I learned to type on one of those. I wholeheartedly embraced computers when they came along, but there are times I still kind of miss typewriters.
There is a certain 'Earthy' feel to them. But possibly that descriptor only fit mine, rather than yours: my first typewriter was an old fully-manual one where the force of the fingers did all the work of making the impressions (don't remember name or even brand... but I'd recognize it if I saw one). I was VERY quick at 'hunting-and-pecking' because I typed so much. I got a Selectric maybe a decade later. But I finally learned to touch type on an IBM PC ([c.1987] 8086 processor? I know it had a WHOPPING 20MB hard drive in it)!

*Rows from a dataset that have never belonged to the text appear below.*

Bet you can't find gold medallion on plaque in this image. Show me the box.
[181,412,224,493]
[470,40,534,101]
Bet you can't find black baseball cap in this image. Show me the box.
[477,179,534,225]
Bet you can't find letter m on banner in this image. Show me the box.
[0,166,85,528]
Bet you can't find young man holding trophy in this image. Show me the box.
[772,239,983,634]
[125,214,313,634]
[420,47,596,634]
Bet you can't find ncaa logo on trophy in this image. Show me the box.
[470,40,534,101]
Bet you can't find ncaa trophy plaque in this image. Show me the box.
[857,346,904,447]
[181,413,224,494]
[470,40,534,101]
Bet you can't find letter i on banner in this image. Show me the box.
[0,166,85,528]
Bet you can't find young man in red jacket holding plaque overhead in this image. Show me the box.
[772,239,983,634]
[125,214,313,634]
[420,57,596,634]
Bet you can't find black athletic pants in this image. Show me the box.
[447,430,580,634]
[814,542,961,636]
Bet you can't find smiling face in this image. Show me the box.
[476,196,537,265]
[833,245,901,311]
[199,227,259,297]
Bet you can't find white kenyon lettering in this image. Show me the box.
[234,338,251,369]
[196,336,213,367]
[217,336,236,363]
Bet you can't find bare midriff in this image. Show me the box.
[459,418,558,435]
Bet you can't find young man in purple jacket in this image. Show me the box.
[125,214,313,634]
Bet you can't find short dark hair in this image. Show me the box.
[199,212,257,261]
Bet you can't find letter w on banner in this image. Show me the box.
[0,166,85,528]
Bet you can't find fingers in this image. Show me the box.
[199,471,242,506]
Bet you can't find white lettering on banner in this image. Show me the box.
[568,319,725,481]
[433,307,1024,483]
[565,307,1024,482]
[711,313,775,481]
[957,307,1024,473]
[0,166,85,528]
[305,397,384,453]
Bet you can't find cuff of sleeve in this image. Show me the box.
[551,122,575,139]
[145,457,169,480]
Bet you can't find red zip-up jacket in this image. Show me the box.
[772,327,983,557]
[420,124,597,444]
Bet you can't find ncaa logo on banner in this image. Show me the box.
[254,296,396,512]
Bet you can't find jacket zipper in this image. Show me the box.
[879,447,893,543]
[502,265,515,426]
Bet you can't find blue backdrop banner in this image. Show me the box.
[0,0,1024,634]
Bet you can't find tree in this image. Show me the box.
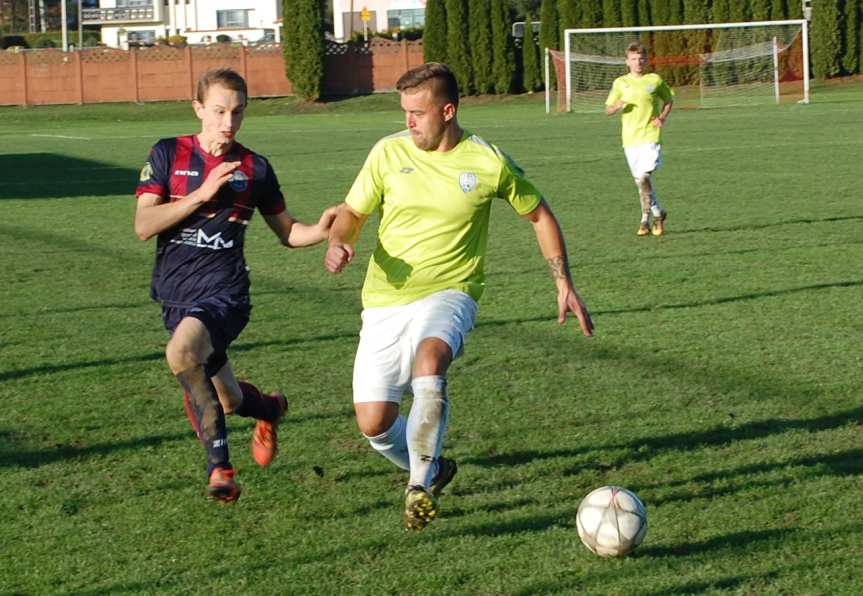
[282,0,324,101]
[491,0,515,93]
[842,0,860,74]
[770,0,788,21]
[423,0,447,62]
[750,0,773,21]
[638,0,653,26]
[620,0,638,27]
[468,0,494,94]
[728,0,752,23]
[446,0,473,95]
[602,0,623,27]
[578,0,603,27]
[787,0,803,19]
[521,13,542,92]
[539,0,560,89]
[557,0,581,50]
[812,0,844,79]
[710,0,731,23]
[539,0,560,52]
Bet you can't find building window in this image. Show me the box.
[126,31,156,46]
[387,8,426,29]
[216,10,252,29]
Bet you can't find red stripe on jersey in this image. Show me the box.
[229,145,255,223]
[171,135,196,201]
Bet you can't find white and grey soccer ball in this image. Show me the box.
[576,486,647,557]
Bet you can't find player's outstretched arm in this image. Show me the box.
[653,99,674,128]
[524,200,593,337]
[135,161,240,240]
[605,99,626,116]
[324,203,368,273]
[264,207,336,248]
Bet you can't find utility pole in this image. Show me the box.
[60,0,69,52]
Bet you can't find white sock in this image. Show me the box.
[650,190,662,217]
[407,376,449,488]
[363,416,411,470]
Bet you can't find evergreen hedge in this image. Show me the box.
[468,0,494,95]
[423,0,447,62]
[282,0,324,101]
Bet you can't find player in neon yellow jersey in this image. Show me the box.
[325,62,593,530]
[605,42,674,236]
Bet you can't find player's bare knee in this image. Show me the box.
[354,402,399,437]
[165,339,203,374]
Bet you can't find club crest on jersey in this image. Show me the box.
[138,161,153,182]
[458,172,476,193]
[228,170,249,192]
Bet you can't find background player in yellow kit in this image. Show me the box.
[605,42,674,236]
[325,62,593,530]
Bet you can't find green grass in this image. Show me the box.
[0,84,863,594]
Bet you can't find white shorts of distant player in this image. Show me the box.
[623,143,662,180]
[354,290,477,403]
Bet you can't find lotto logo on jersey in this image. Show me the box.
[458,172,476,193]
[138,161,153,182]
[171,228,234,250]
[228,170,249,192]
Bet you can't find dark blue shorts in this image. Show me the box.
[162,296,252,355]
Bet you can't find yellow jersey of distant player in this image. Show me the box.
[345,131,542,308]
[605,73,674,147]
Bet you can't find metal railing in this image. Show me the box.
[81,5,156,25]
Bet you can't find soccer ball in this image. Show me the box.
[576,486,647,557]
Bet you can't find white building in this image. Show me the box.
[333,0,426,41]
[82,0,282,49]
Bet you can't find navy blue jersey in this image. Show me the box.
[135,135,285,306]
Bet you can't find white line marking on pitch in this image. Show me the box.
[30,133,93,141]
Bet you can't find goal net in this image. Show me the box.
[546,19,809,112]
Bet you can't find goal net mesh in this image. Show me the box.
[550,23,804,112]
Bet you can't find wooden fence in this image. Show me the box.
[0,39,423,106]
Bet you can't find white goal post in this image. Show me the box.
[545,19,809,112]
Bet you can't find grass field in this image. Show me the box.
[0,83,863,595]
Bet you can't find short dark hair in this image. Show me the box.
[396,62,458,106]
[195,68,249,103]
[626,41,647,56]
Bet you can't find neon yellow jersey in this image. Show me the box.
[605,73,674,147]
[345,131,542,308]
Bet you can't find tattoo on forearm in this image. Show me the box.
[546,257,568,279]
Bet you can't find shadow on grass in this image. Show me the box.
[452,512,574,537]
[476,279,863,328]
[0,333,357,381]
[463,326,863,500]
[0,153,138,199]
[635,528,801,557]
[671,215,863,235]
[630,449,863,506]
[0,430,187,468]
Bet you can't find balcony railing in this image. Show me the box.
[81,5,155,25]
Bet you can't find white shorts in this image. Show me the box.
[623,143,662,178]
[354,290,477,403]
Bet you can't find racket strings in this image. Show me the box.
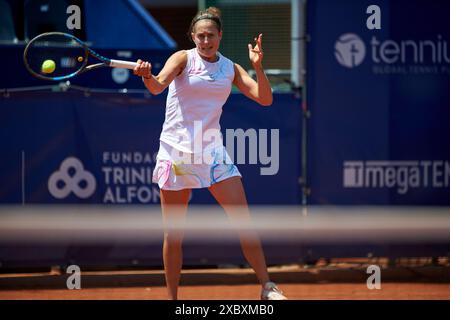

I know the feeling. I had a manual typewriter as a teenager and I wrote a lot of letters on it (I had a lot of pen pals). The manual typewriter was an improvement over writing things out long hand, since it saved on hand cramps, but the electric typewriter I used at school was (as you noted) a HUGE improvement over the manual typewriter. I just kind of fell in love with the electric typewriter then because it was so much easier to use.
Computers were in use in the early 80s in offices, but they were mostly (if not all) MS-DOS based and not practical for home use or easy to use for word processing programs. They were an improvement over typewriters, though, because you didn't have to retype a document to make corrections.
Then Mac came along in the late 80s and blew everything out of the water.